JLL: Australia property deals dip 13% in 2016 – Exclusive

Sydney’s office sector was a key outperformer in an otherwise subdued real estate investment market in Australia last year, according to data published by JLL.

Real estate transaction volumes in Australia declined by 13 percent in the financial year 2016 largely due to the shortage of investible stock, data published by global property consultancy JLL showed.

Total investment in Australia’s office sector was estimated to be $9.37 billion last year, a 9 percent drop from the $10.27 billion recorded in 2015, according to JLL’s research.

However, Sydney’s office market was a key outlier, showing a 22 percent increase in total investments on a year-on-year basis. From $3.6 billion in 2015, investment volumes in the city increased to $4.4 billion last year.

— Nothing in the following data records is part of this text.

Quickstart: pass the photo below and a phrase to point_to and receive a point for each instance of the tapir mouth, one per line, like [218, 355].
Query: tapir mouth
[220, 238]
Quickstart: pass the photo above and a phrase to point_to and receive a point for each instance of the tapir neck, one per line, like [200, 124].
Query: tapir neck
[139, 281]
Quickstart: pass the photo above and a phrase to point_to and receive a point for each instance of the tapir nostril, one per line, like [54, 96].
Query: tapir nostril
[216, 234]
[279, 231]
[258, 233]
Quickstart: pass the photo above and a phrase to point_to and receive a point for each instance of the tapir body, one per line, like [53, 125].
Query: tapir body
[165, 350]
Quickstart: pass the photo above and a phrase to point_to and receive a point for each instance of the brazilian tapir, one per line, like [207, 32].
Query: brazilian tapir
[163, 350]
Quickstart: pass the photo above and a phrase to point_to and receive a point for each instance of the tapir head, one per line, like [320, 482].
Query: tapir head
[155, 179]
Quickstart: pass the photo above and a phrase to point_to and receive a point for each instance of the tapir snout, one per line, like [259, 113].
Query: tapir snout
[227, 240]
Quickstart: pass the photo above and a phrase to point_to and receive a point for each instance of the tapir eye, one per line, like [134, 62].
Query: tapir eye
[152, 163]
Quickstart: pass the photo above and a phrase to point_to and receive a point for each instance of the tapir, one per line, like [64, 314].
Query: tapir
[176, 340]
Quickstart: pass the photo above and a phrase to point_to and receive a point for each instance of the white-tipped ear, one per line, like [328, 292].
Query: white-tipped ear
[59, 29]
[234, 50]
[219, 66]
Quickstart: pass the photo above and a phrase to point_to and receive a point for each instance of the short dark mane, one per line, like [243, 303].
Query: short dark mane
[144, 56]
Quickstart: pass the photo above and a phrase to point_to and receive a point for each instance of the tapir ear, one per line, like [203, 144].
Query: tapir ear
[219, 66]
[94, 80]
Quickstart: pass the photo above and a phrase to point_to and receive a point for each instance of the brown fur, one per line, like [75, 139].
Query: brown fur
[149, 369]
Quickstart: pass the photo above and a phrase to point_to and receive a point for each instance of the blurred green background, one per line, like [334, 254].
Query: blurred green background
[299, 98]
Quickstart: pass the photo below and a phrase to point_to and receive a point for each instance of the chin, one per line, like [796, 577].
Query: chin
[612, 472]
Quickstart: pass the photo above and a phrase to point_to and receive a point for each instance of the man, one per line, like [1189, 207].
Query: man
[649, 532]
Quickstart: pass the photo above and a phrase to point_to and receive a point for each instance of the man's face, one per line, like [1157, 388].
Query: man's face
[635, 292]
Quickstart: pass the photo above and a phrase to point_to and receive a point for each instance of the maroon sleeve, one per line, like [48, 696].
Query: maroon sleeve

Megan Walters, head of research for Asia Pacific, at JLL told PERE that an increasing weight of capital is looking to buy office assets in Sydney. The number of offshore buyers in the market is estimated to have increased by 53 percent last year in comparison to the previous year. In contrast there was only a 1 percent increase in the pool of domestic buyers acquiring office assets in Sydney.

Much of this demand is being driven by strong rental growth coming from increasing demand from occupiers, particularly financial services and technology firms. Meanwhile there has also been a reduction in office stock resulting from demolition of buildings to allow for the construction of the Sydney Metro.

“Rental growth is an additional ingredient in the investment thesis and investors are confident in under-writing medium rental growth expectations in the Sydney CBD. Current pricing levels has stimulated vendor motivation and a number of large assets will be covered to the market over the first part of 2016,” commented Andrew Ballantyne, Head of Research for Australia, at JLL.

According to the property consultancy, office rents in Sydney’s central business district were up 22.3 percent last year, while those in Melbourne increased by 13 percent compared with the previous year.

“For investors with their eyes on the Australian market, there is the potential to capitalise on the upturn in the leasing market within the office sector, where lower Grade A or good Grade B assets have the potential for rental growth and lower vacancy risks,” Walters added.